Updated: 2013-10-25 17:18
( Xinhua)

The current spike in China's money-market rate is just temporary and not a sign of policy tightening by the People's Bank of China (PBOC), two HSBC economists said Friday.

There is no need for the PBOC, the central bank, to tighten or loosen monetary policy in the coming quarters as inflationary pressures remain modest and additional money inflows can be expected, according to a research note by Qu Hongbin, co-head of Asian economic research of HSBC and Sun Junwei, China economist of HSBC.

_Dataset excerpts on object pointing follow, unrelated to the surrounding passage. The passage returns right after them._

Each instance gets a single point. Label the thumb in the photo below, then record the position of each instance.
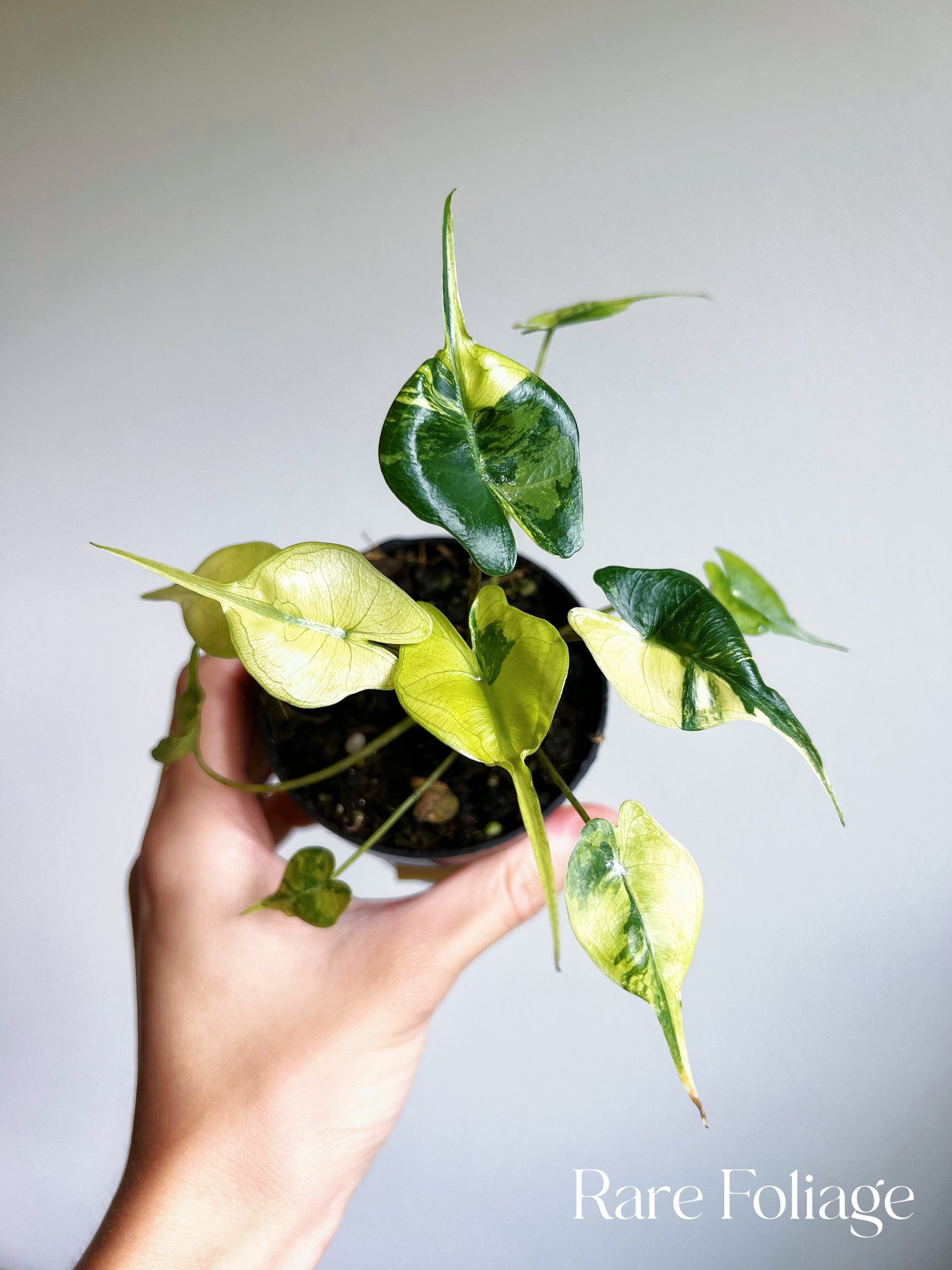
(479, 904)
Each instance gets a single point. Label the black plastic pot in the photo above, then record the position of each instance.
(358, 800)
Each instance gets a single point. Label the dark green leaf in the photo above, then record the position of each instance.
(752, 598)
(187, 719)
(474, 438)
(675, 656)
(309, 890)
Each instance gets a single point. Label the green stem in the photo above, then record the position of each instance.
(475, 581)
(544, 349)
(536, 830)
(553, 774)
(325, 774)
(400, 812)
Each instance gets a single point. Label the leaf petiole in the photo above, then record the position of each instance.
(544, 349)
(312, 778)
(400, 812)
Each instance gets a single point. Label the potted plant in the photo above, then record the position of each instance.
(426, 696)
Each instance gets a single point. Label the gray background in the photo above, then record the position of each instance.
(220, 260)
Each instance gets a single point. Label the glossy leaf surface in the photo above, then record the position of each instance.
(635, 904)
(594, 310)
(205, 620)
(308, 889)
(677, 656)
(475, 438)
(187, 719)
(753, 601)
(309, 623)
(494, 701)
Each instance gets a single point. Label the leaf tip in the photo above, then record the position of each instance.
(254, 908)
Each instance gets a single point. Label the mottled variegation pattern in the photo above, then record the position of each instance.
(677, 656)
(205, 620)
(309, 889)
(309, 623)
(635, 904)
(494, 701)
(753, 601)
(475, 438)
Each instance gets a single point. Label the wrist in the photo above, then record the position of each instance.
(210, 1213)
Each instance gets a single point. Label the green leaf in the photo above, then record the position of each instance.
(187, 719)
(309, 623)
(749, 621)
(205, 620)
(494, 701)
(475, 438)
(753, 600)
(635, 904)
(675, 656)
(309, 889)
(594, 310)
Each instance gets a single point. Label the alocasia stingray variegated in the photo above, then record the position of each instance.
(753, 602)
(675, 654)
(474, 438)
(635, 904)
(310, 623)
(494, 701)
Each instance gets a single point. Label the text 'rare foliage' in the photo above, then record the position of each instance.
(474, 438)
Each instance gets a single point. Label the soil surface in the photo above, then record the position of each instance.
(358, 800)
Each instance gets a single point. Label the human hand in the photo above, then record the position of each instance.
(275, 1058)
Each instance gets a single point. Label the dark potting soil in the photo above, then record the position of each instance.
(358, 800)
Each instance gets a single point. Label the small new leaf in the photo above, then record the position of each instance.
(635, 904)
(310, 623)
(594, 310)
(675, 654)
(309, 890)
(187, 719)
(205, 620)
(475, 438)
(753, 601)
(494, 701)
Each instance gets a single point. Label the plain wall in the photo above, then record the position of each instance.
(220, 262)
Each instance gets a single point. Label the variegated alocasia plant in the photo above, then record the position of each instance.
(491, 701)
(472, 442)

China's seven-day repo rate, a benchmark for short-term funds, climbed to almost a two-month high of 4.67 percent on Thursday. Meanwhile, the central bank refrained from injecting liquidity by skipping reverse repo issuance for the third consecutive time.

The suspension of reverse repos might have been caused by the need to slow down money inflows, which started to accelerate as indicated by the 126 billion yuan ($20.54 billion) increase of the forex purchase position by commercial banks in September, they said.

They believed the recent acceleration of headline inflation mainly reflected the seasonal spikes of fresh vegetables and fruits. The underlying inflationary pressures remain modest, given the below-trend GDP (gross domestic product) growth and the limited upstream price pressures.

Housing data this week showed China's house prices in September gained 9.1 percent from last year, raising fresh concerns about property bubbles and consumer inflation.

To check property prices, Beijing will likely reply by increasing supply rather than tightening monetary conditions, they noted.

The ongoing renminbi appreciation and the renewed expectation of delayed quantitative easing (QE) tapering all mean risks of additional money inflows in the coming months, fuelling liquidity growth, according to their research.

Keeping liquidity at an appropriate level is still the policy priority for the PBOC, according to its latest statement on it website on Oct 16.

We expect monetary policy to remain relatively stable, with some fine-tuning measures to be utilized in order to adjust liquidity conditions, they added.